Pour Tanguy Struye, il convient de garder son sang-froid. « Il y a des choses qu’on aimerait faire dans l’idéal. Mais ce genre de stratégies auraient des conséquences catastrophiques », assure-t-il. « Le fait même que cette option ait été discutée est problématique », selon l’expert.
Perdre la guerre du ciel, synonyme de défaite pour l’Ukraine?
La demande de Zelensky semble donc irréaliste, selon les deux experts. Ou elle mènerait de facto à une étendue majeure du conflit. Perdre la guerre du ciel, serait-ce nécessairement synonyme de défaite, pour l’Ukraine ? Pas automatiquement. « Evidemment, cela compliquerait les choses », souligne Tanguy Struye. « Mais ça ne signifie pas nécessairement la défaite ukrainienne. Ils ont reçu des armes livrées par l’Occident, qui peuvent détruire les avions russes depuis le sol. »
Actuellement, il est d’ailleurs impossible de savoir si l’Ukraine a entièrement perdu la maîtrise de son ciel, ou non. « On ne sait pas non plus dire si les avions russes font bien leur travail. Un appareil n’a d’utilité que si son pilote est vraiment hors-pair. Il y a donc aussi la question de la compétence des Russes », précise André Dumoulin. « D’autant plus qu’on ne sait pas comment le conflit va évoluer. Va-t-on vers un cessez-le-feu ou une logique de guérilla à long terme ? La guérilla est possible sans nécessairement avoir le contrôle aérien », ajoute Tanguy Struye.
Prêts d’avions des Occidentaux: une option scabreuse
Une autre option est également évoquée pour aider l’Ukraine à rester souveraine dans le ciel : la fourniture d’avions de chasse. L’idée inédite d’une telle livraison en urgence, évoquée par plusieurs responsables occidentaux, s’annonce complexe à mettre en oeuvre.
Car pour l’heure, la Pologne, comme les autres pays de l’Est membres de l’Otan disposant de ces avions soviétiques, restent sur la retenue. Deux facteurs pourraient l’expliquer: la volonté de ne pas affaiblir leur propre flotte de chasse avec une guerre à leurs portes et la crainte d’être assimilés à des belligérants par la Russie.

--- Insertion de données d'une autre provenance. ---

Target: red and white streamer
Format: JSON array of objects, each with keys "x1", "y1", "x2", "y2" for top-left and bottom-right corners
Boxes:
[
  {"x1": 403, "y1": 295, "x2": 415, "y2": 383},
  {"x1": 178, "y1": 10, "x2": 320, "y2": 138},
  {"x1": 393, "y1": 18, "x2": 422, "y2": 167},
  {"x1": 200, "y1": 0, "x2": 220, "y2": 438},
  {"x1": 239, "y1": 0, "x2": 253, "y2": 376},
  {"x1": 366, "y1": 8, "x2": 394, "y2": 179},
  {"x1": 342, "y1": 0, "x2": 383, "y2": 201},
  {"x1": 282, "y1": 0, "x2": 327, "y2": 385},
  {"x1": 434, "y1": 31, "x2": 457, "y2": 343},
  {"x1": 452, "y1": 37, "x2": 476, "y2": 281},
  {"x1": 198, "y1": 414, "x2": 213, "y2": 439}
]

Si les Russes devaient attaquer les forces d’un seul Etat membre de l’Alliance transatlantique, tous les autres, y compris les Etats-Unis, devraient en effet venir militairement à son secours au nom du sacro-saint article 5 du traité qui les unit et que Joe Biden s’est engagé à respecter.
Pour la même raison, les Etats-Unis semblent souffler le chaud et le froid sur la possible livraison à Kiev, par des pays d’Europe de l’Est comme la Pologne, d’avions de combat de fabrication soviétique que les forces ukrainiennes soient en mesure de piloter.
« Ce serait une très mauvaise idée de la part des Etats-Unis », tranche Tanguy Struye. « L’avion de chasse est une arme offensive et non défensive. On rentrerait, ici aussi, dans une logique Otan-Russie« , avertit l’expert de l’UCLouvain.
La réalisation de telles livraisons verrait plusieurs obstacles pratiques sur son chemin. « Il faudrait que les pilotes ukrainiens sachent piloter ces avions eux-mêmes. Car ce ne sont pas nécessairement les mêmes modèles », selon Tanguy Struye.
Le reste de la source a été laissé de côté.